Wednesday - I am in blue pill land, in a 12 year marriage (2 kids age 5 and 7) where the last 6 years have been sex one or two times (total), constant fighting, generally miserable with any episodes of happiness centered around the kids.

Thursday - I discover this subreddit, buy the preqs, and get 41% of the way through NMMNG.

Today - I decide to start with whatever I can, and here is how it goes:

I text her mid-day saying I need her to pick up the kids from school (I usually do this) so that I can grocery shop and prepare dinner. She says OK. She calls me later, while I am in the middle of cooking and asks if I can help pick up the kids. I tell her "there is no way" and she does it. I figure this is a shit test of sorts? The kids are very difficult to get out of school at the end of the day. They love it there, they are hungry and tired, and they give each other a hard time.

Before dinner, my youngest poops and runs out of toilet paper. He still needs help wiping his ass, so my wife does it with tissues and plugs the toilet. I don't remember whether she told me or asked me to unplug it, but I brought her the plunger and asked her to try first. She says no, and I tell her I will not unplug it. She unplugs it, but then delays coming to dinner for 40 minutes.

We have recently been trying to make dinner a special event for our family. It seems to be working nicely for the kids as they are enjoying it and trying new foods.

Dinner goes alright, then we bathe the kids and tuck them in bed. As we are saying goodnight to the kids I let her know I have to run to the store. It is already after 8pm and the stores I need to get to close at 9. I'm going shopping for groceries (without a list, which she hates) and unbeknowst to her, a present for her birthday/mother's day that my daughter was hoping we could give her.

When I get back home, it is dark but the porch light is not on. I know this is on purpose since she always turns it on for me / likes to have it turned on for her. I ignore this as I assume it is a shit test. When I get to the kitchen she says "clean the kitchen". Most nights I do clean the kitchen, and she helps at the end when she is doing the kids lunches. I respond by telling her I do not want to be spoken to like that and ordered to clean the kitchen, and that I will not do it tonight. I then leave the room.

She tells me for mother's day she would like me to talk to a counselor or a lawyer. I tell her if she were to say "can you please clean the kitchen" that I would be happy to do it, even now. She refuses and says the counselor/lawyer thing again. Lots of other shit comes out, to which I feign indifference. Stuff like, "you're not a friend, you're not a father, you're not an acquaintence". All this stuff would have me through the roof on previous days. In fact, if this was 2 days ago I would be cleaning the kitchen right now. Instead she is doing it while I type this.

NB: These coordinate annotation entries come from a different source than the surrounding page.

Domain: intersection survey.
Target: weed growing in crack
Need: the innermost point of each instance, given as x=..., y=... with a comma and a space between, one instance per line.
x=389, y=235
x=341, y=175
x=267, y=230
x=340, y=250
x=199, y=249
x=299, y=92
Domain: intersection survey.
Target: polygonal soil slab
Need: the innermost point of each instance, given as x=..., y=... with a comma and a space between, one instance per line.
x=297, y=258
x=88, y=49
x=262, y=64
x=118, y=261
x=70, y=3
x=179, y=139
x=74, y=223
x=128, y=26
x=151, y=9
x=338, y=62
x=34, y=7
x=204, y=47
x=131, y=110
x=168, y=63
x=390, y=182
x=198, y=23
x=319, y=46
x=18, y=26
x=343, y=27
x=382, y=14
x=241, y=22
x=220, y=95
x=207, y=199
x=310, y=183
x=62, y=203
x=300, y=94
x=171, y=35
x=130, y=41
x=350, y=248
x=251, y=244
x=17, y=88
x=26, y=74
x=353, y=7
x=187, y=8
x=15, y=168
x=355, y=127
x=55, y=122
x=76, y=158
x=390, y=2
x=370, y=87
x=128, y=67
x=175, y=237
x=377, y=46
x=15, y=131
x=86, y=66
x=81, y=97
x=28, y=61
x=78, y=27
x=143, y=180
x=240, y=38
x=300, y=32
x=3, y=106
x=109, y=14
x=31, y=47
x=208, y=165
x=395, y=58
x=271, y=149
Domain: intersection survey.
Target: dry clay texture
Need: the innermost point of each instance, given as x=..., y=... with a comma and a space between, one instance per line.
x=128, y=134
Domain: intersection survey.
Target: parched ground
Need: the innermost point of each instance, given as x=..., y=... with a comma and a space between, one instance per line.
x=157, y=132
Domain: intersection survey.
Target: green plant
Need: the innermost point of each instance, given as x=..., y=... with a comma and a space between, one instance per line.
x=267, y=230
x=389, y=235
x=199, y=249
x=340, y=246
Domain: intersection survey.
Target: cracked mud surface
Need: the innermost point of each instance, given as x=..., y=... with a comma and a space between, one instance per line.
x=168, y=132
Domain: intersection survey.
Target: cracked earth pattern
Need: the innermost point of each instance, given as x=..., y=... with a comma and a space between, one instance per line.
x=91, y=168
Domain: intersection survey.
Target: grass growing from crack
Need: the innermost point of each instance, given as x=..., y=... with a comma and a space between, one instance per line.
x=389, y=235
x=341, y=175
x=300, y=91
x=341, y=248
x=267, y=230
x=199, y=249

I feel like this escalated pretty fast, although she has said crap like this plenty of times before. Should I have just gone on being beta while I read up on the preqs/wiki/etc?

Update -

She's still cleaning. Her snow tires are still on, and I know she doesn't like how the beta me never addressed her car safety (rotate/swap tires, check inflation, have brakes checked, etc...) so while she was cleaning I turned on the outside lights and went to the shed (which she can see from the window by the sink). I put the 3-season tires in her car and will get them swapped tomorrow. The shit test I expect is this - it will be early in the morning and she won't want to go then - I of course need a way back home...it's a 2 mile walk home so if she won't go at 8am then I will just walk home.